Hence, now we need to use chain rule for differentiating ${{\sin }^{2}}x$ and ${{\cos }^{2}}x$. Chain rule is given as;
If we have a function of type f (g (x)), then derivative of the function can be given as;
$\left( f\left( g\left( x \right) \right) \right)'=f'\left( g\left( x \right) \right).g'\left( x \right).............\left( iii \right)$
Hence, chain rule is applied to the composite functions and we need to differentiate it in continuous manner i.e. one by one.
So, we know the differentiation of ${{x}^{n}}$ and any constant term can be given as;
$\begin{align}
  & \dfrac{d}{dx}\left( {{x}^{n}} \right)=n{{x}^{n-1}} \\
 & \dfrac{d}{dx}\left( \text{constant} \right)=0 \\
\end{align}$
Hence, equation (ii) can be simplified by applying the above relations. Hence, we get;
\[\begin{align}
  & 2{{\left( \sin x \right)}^{2-1}}\dfrac{d}{dx}\left( \sin x \right)+2{{\left( \cos y \right)}^{2-1}}\dfrac{d}{dx}\left( \cos y \right)=0 \\
 & or \\
 & 2\sin x\dfrac{d}{dx}\left( \sin x \right)+2\cos y\dfrac{d}{dx}\left( \cos y \right)=0............\left( iv \right) \\
\end{align}\]
Now, we know \[\dfrac{d}{dx}\left( \sin x \right)\ and\ \dfrac{d}{dx}\left( \cos x \right)\] can be given as $\cos x\ and\ -\sin x.$ Hence, equation (iv) can be written by putting values of \[\dfrac{d}{dx}\left( \sin x \right)\ and\ \dfrac{d}{dx}\left( \cos x \right)\]. Hence, we get;
$\begin{align}
  & 2\sin x\cos x+2\cos y\left( -\sin y \right)\dfrac{dy}{dx}=0 \\
 & 2\sin x\cos x-2\cos y\sin y\dfrac{dy}{dx}=0..................\left( v \right) \\
\end{align}$
Now, we can use trigonometric identity $\sin 2x=2\sin x\cos x$ in the above equation.

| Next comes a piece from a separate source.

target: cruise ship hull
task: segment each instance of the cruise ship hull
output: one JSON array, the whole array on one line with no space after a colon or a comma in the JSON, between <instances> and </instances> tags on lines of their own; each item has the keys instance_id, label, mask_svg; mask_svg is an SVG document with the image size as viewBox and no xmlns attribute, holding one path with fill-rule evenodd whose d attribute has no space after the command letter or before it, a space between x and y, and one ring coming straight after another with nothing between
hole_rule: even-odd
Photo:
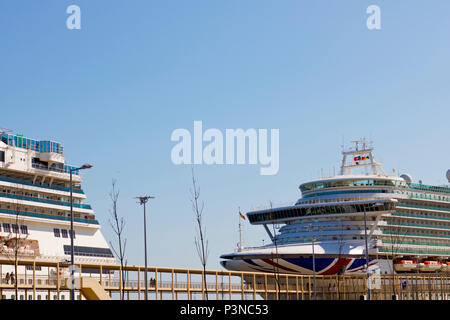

Here, we can observe that $2\sin x\cos x$ can be replaced by $\sin 2x$ and $2\sin y\cos y$ can be replaced by $\sin 2y$.
Hence, we can further simplify the equation (v) as;
$\begin{align}
  & \sin 2x-\sin 2y\dfrac{dy}{dx}=0 \\
 & \dfrac{dy}{dx}=\dfrac{\sin 2x}{\sin 2y} \\
\end{align}$
Hence, if ${{\sin }^{2}}x+{{\cos }^{2}}y=1$, then $\dfrac{dy}{dx}$can be given as $\dfrac{dy}{dx}=\dfrac{\sin 2x}{\sin 2y}$.
So, option ‘A’ is the correct answer.

Note: One can go wrong with the differentiation of ${{\sin }^{2}}x$ and ${{\cos }^{2}}y$. He/she may miss the concept of chain rule and can write, $\dfrac{d}{dx}\left( {{\sin }^{2}}x \right)={{\cos }^{2}}x\ \ or\ \ \dfrac{d}{dx}\left( {{\cos }^{2}}y \right)=-{{\sin }^{2}}y\dfrac{dy}{dx}$ which are wrong. So, take care of chain rule with the composite functions.
One can get confusion in the derivative of $\sin x$ and $\cos x$. He/she may write $\dfrac{d}{dx}\left( \sin x \right)=-\cos x\ \ and\ \ \dfrac{d}{dx}\left( \cos x \right)=\sin x$ which are wrong. Hence, take care of derivative formulae as well.